Successful embryo transfer requires manipulation of oestrus and ovulation of the donor and synchronization of these events with those of the recipients. A brief review of the physiological and endocrinological aspects of the oestrous cycle will contribute to more effective use of gonadotrophins (FSH-P or PMSG) for superovulation, and the use of prostaglandin F2 alpha or its analogues for oestrus synchronization.
The oestrous cycle of the female buffalo is approximately 21 days in length, ranging from 17 to 24 days. The duration of oestrus ranges from 19 to 21 hours (Jainudeen, 1986). Overt signs of oestrus are less obvious than in cattle (see Oestrus detection and insemination). Considerable variation exists according to breed, nutritional status, climate, season, stress and geographical location.
The oestrous cycle is divided into four phases based on physiological and endocrinological events: oestrus (day 0), metoestrus (day 1–4), di-oestrus (day 5–18) and pro-oestrus (day 19 to oestrus). This may be simplified by dividing the cycle into the follicular stage representing the time of greatest follicle growth and includes behavioural oestrus and ovulation, and the luteal phase, characterized by maximum growth and maintenance of the corpus luteum (CL) and production of progesterone. A major role of progesterone during the cycle is to induce and maintain growth of the glandular epithelium of the endometrium for production of the histotroph for potential nourishment of the conceptus. Progesterone also inhibits development and ovulation of large follicles (Figure 1). High levels of progesterone produced by the CL serve as a negative feedback inhibiting the hypothalamic pituitary axis from producing gonadotrophins necessary for the stimulation of follicular growth.
At the time of ovulation, which occurs approximately 30–35 hours after the beginning of behavioural oestrus, the cells of the follicle have already undergone luteinization and are actively secreting progesterone. This newly formed CL is bloody (corpus haemorrhagicum) and soft in consistency and plasma levels of progesterone resulting from this newly formed CL rise from 0.5 ng/ml on day 1–2 to a peak of 2.4 ng/ml by day 8 (Jainudeen, 1986). Progesterone production continues until luteal regression on or about day 18 (Figure 1).
Two approaches can be used to manipulate the oestrous cycle hormonally. One involves the use of exogenous PGF2 alpha to regress the CL whereby the buffalo's own natural luteolysin is mimicked. A dose of 25 mg of Lutalyse will prematurely regress the CL (after day 5) and bring the buffalo into oestrus in approximately three days. This approach is used to synchronize the oestrous cycles of the donors and the recipients. A second method is to maintain elevated plasma progesterone levels beyond day 18, preventing the animal from returning to oestrus. This can be mimicked with a progestational implant such as Synchromate B (Ceva Laboratories, Inc., Overland Park, Kansas) which serves as an artificial CL, releasing a progesterone-like steroid (norgestomet). When the implant is removed the endocrine profile follows that of a naturally regressing CL that leads to follicular growth and ovulation. It is important to note that the progestational implant does not maintain the existing CL.

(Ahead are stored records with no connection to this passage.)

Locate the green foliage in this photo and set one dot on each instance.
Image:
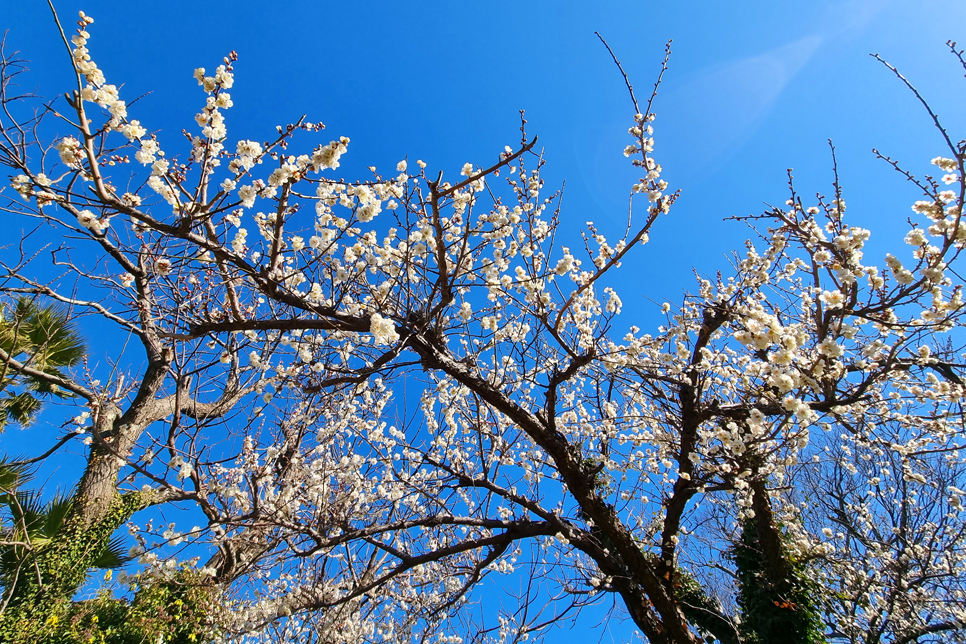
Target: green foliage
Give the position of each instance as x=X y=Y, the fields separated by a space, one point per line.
x=785 y=611
x=31 y=525
x=43 y=339
x=178 y=610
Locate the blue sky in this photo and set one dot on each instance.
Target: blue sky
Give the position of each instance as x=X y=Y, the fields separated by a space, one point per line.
x=753 y=88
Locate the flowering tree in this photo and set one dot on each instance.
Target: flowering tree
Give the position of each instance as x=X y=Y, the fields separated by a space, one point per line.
x=794 y=425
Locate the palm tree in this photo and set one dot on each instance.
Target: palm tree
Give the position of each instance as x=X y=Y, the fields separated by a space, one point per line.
x=28 y=524
x=42 y=338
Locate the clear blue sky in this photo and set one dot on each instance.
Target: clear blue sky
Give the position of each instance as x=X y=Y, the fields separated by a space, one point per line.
x=754 y=88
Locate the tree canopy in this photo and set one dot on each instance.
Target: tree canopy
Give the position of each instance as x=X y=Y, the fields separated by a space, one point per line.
x=379 y=391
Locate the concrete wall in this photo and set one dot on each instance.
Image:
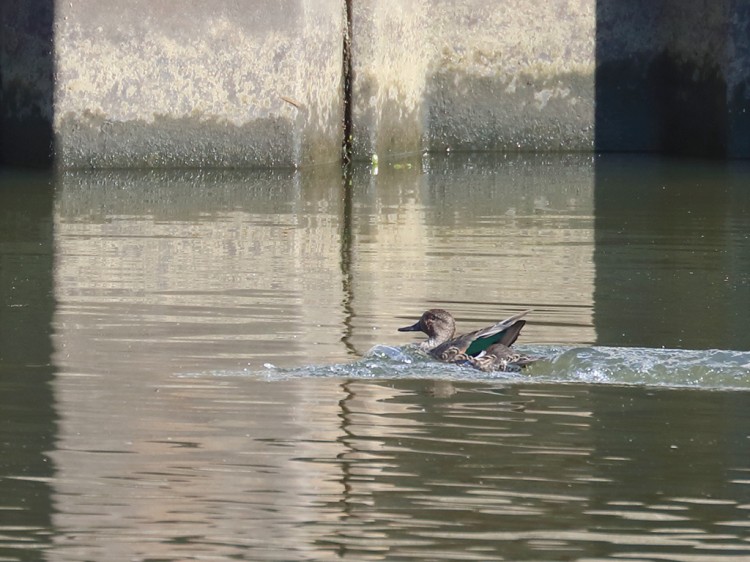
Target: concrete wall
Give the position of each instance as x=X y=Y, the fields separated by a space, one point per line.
x=181 y=82
x=102 y=83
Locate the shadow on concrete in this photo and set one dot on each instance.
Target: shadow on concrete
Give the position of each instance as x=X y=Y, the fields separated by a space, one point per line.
x=26 y=82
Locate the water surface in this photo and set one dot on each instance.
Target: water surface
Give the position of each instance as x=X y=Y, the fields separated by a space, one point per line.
x=205 y=365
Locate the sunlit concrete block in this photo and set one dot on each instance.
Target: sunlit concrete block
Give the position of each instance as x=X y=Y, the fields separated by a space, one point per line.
x=181 y=83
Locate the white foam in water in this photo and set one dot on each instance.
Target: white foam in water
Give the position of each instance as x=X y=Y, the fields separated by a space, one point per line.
x=709 y=369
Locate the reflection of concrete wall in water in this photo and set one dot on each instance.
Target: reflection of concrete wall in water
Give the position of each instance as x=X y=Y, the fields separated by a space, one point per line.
x=520 y=232
x=166 y=272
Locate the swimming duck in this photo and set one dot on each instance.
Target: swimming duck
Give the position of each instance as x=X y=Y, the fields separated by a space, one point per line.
x=487 y=349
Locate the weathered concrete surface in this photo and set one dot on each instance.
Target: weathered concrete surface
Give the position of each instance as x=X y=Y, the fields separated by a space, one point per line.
x=185 y=83
x=160 y=83
x=672 y=77
x=473 y=75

Follicles continue to grow throughout the oestrous cycle including during the luteal phase. In Figure 1 (upper panel) this is represented by the series of continuous lines that rise (growth) from the horizontal axis only to fall back (atresia) in the same direction. The average number of primordial follicles for both ovaries is approximately 12 000 (range 1 300 to 40 000) in buffaloes, which is much smaller than in cattle where an average of 50 000 (range 7 000 to 100 000) has been reported (Danell, 1987). Thus there is an adequate reservoir to sustain a continual loss through atresia. Although several follicles do grow to a large size, only one ovulates during a 21-day cycle (Figure 1). The gonadotrophins LH and FSH are necessary for follicular growth and eventual ovulation. Note in Figure 1 the low levels of LH that are seen during the luteal phase of the oestrous cycle at a time of high plasma levels of progesterone. Progesterone inhibits the hypothalamus from producing the gonadotrophin releasing hormone responsible for release of LH and FSH from the anterior pituitary gland.
FIGURE 1
Schematic representation of the oestrous cycle
A schematic representation of the oestrous cycle showing a continual flux of follicular growth and atresia (upper panel). One follicle ovulates approximately one day after the beginning of oestrus forming a corpus luteum that produces progesterone. Note that LH levels and follicular growth are highest when progesterone levels are lowest (lower panel). Superovulation rescues those follicles normally destined for atresia.
Pituitary FSH or PMSG are used to superovulate embryo donors. The exogenous gonadotrophins rescue a number of follicles which otherwise would have undergone atresia. Specific superovulatory treatment regimens are presented in Donor treatment.